There are silk screened series of lynchings, paintings of the first woman executed, penalizing of the innocent and excerpts and depictions of court cases involving mentally retarded prisoners.

“The killing of the mentally retarded was hard to believe,” Montoya said. “One man had his last supper and saved his piece of cake. When the guard asked him if he wanted to eat it, the prisoner answered he wanted to save it for when he got back. He had no idea what was happening.”

According to a study done on inmates by the Human Rights Watch, America has more mentally ill in jail than in hospitals.

“It makes me feel anger, horror, pity, and rage at the people that continue to insist this is a civilized solution while blinding themselves to this ugly reality,” Farrell said. “I think it’s obvious why it’s wrong, but Malaquias depicts it in a more nightmarish sense.”

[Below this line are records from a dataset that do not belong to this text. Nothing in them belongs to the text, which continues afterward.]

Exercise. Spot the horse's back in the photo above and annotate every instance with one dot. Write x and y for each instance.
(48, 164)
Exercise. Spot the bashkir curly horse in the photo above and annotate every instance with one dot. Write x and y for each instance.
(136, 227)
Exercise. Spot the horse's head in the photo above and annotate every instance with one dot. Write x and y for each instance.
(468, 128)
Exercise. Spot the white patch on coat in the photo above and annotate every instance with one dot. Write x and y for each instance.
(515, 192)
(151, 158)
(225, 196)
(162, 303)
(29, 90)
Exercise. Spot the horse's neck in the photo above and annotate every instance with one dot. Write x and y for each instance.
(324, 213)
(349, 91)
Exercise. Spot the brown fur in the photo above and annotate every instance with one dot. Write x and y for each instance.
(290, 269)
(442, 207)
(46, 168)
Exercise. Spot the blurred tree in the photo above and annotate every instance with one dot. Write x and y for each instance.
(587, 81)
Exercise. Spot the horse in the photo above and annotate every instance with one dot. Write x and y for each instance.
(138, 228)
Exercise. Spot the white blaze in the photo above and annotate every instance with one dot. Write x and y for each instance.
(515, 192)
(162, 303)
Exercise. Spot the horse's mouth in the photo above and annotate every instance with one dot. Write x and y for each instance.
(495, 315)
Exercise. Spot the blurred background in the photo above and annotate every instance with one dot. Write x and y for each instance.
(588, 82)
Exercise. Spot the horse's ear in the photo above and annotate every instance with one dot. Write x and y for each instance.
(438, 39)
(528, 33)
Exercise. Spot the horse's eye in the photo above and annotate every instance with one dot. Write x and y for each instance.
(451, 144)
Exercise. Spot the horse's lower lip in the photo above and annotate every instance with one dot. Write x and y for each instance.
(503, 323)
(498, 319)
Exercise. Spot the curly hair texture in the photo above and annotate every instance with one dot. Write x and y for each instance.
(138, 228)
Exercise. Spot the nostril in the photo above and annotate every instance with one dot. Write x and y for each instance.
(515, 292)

Farrell said one of the things he admired most about Montoya’s work was that it showed there was no humane way to impose the death penalty.

“It’s brutal, and it really portrays that there is no humane way to take a life,” Farrell said.

On the wall opposite the entrance, there is a plaque that reads, “For there to be an equivalence, the death penalty would have to punish a criminal who had warned his victim in advance of the fate at which he would inflict a horrible death on him, and who, from that moment onward, had confined him at his mercy for months. Such a monster does not exist in private life.”

Farrell said he is often accused of only caring about the murderer. He said everyone is affected or injured when violent crime occurs, and believes part of the $180 million that America has spent so far on the death penalty should be put towards dealing with the results of that act.

“What about life in prison without the possibility of parole?” asked Farrell Thursday.

He said the perpetrator should be required to work and the money they would be compensated should be donated to a victim relief fund.

“I support the nonviolent message and nonviolent protest. I’m against capital punishment,” said Jason Youngkin, a second-year grad student majoring in teaching. “I’m an artist as well, and this imagery is moving and powerful.”

At one of his shows, Montoya said he saw a man looking at one of his paintings, crying. He did not walk up to him and ask him why, and decided to give him his space. After the show, the man walked up to Montoya and gave him a big hug.

“He was in jail, and one day, another prisoner patted him on the back, which meant he wanted to give him something,” Montoya said. “The man reached behind him and pocketed the piece of paper, forgetting about it. Later that night when he remembered, he took it out and looked at it. It was one of my paintings.”

It was being passed around to the inmates, Montoya said.

“You always wonder when you do 500 posters, is this going to do any good? Is this going anywhere?” Montoya asked.

Farrell said Montoya uses his talent to ask important questions of society.

“The questions that need to be asked,” Montoya said. “The fundamental right to life is often abused.”